# Using music legally



## cjexpeditions (May 21, 2007)

I am hoping for some direction on the legality of using copyrighted music with photo slideshows. We want to be able to provide our clients with slideshows of their wedding, using their wedding song as the background music. I am not sure how to go about that legally. Do I need a license from the artist and/or lable company, do I need to pay a royalty fee for each slideshow sold, etc.? I want to keep my business legal, but I also think this is a product that we should be able to provide! Please help!


----------



## Elysium (May 21, 2007)

For whatever music you use, you will need to contact the record company. All music will be copyrighted in one way or another.


----------



## darich (May 21, 2007)

Check out this site for free downloadable music.

I've not listened to it but use google and i'm sure you'll find other sites like this one


----------



## danalec99 (May 21, 2007)

What I've heard is that you will be dealing with their lawyers. I don't know the finer details, but it's obviously going to be pretty expensive and not worth the hassle when you have other options.  

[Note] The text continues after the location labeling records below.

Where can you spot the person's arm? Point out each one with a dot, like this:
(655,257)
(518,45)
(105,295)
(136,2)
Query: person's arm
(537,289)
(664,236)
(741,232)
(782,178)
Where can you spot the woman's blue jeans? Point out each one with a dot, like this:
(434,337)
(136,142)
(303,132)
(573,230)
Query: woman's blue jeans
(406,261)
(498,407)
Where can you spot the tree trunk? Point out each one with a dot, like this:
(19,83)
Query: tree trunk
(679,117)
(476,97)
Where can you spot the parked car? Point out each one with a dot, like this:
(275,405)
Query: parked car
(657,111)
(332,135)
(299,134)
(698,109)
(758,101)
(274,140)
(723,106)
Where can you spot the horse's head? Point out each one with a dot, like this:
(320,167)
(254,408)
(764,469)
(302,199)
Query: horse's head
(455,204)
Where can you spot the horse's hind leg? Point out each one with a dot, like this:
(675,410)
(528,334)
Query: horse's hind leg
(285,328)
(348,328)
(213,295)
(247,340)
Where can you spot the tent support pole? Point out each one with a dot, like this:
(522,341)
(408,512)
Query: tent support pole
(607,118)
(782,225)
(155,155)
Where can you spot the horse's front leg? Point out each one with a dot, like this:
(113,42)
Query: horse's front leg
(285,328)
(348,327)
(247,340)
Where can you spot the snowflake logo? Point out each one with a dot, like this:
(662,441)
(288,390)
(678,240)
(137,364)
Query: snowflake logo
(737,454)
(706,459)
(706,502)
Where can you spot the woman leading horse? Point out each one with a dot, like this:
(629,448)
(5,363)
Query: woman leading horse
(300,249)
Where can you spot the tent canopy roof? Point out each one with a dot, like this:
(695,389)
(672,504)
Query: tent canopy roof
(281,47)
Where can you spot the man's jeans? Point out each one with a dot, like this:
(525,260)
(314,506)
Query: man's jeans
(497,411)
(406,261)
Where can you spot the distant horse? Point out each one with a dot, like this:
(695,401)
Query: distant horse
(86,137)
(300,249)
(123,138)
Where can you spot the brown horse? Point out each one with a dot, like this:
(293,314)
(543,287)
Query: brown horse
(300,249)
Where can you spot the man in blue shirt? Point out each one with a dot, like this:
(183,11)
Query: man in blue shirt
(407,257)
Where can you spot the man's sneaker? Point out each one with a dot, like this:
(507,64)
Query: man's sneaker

It would be great if you can tie up with your friends or friend's friends who have their own band. The rate will be comparatively way low; may be nothing. They might be looking to spread their name. Credit them either way. It's a great way to support indie artists.

Other than that, royalty free music is the way to go. Here are some popular sites to hit. Read on their permissions page, if any. In some cases you may have to give Credit to the artist.:
Triple Scoop Music 
Stock 20 
Music Bakery
ShowIT Music
Pod Safe Audio 
Pod Safe Music Network


----------



## PhotoVM (Aug 17, 2010)

I believe you do want synchronization rights with your music.  Since the  RIAA and other music associated companies are cracking down on what  they call "theft" of music, it is a very good idea to purchase a proper  license for the music you plan on using with your slide shows or what  have you.

I am using a site called targetmarketmusic.com .  They have a smaller  but growing library of very high quality music and at a fair price.   Check them out.


----------



## Big Mike (Aug 17, 2010)

This thread is over three years old :er:


----------



## KmH (Aug 18, 2010)

PhotoVM said:


> Since the RIAA and other music associated companies are *cracking down on what they call "theft" of music*, it is a very good idea to purchase a proper license for the music you plan on using with your slide shows or what have you.


Interesting!

What do you call it, when a person takes someone else's property without permission?

And, what is it about new members, that so many are seemingly compelled to dredge up old, long dead threads? :scratch:


----------



## Alpha (Aug 19, 2010)

KmH said:


> And, what is it about new members, that so many are seemingly compelled to dredge up old, long dead threads? :scratch:



Perhaps some of them are intelligent enough to use the search function.


----------



## KmH (Aug 19, 2010)

Alpha said:


> KmH said:
> 
> 
> > And, what is it about new members, that so many are seemingly compelled to dredge up old, long dead threads? :scratch:
> ...


Definately a plus to use the search feature.

But, then I think they need to start a new thread, not append to a thread that is no longer timely.


----------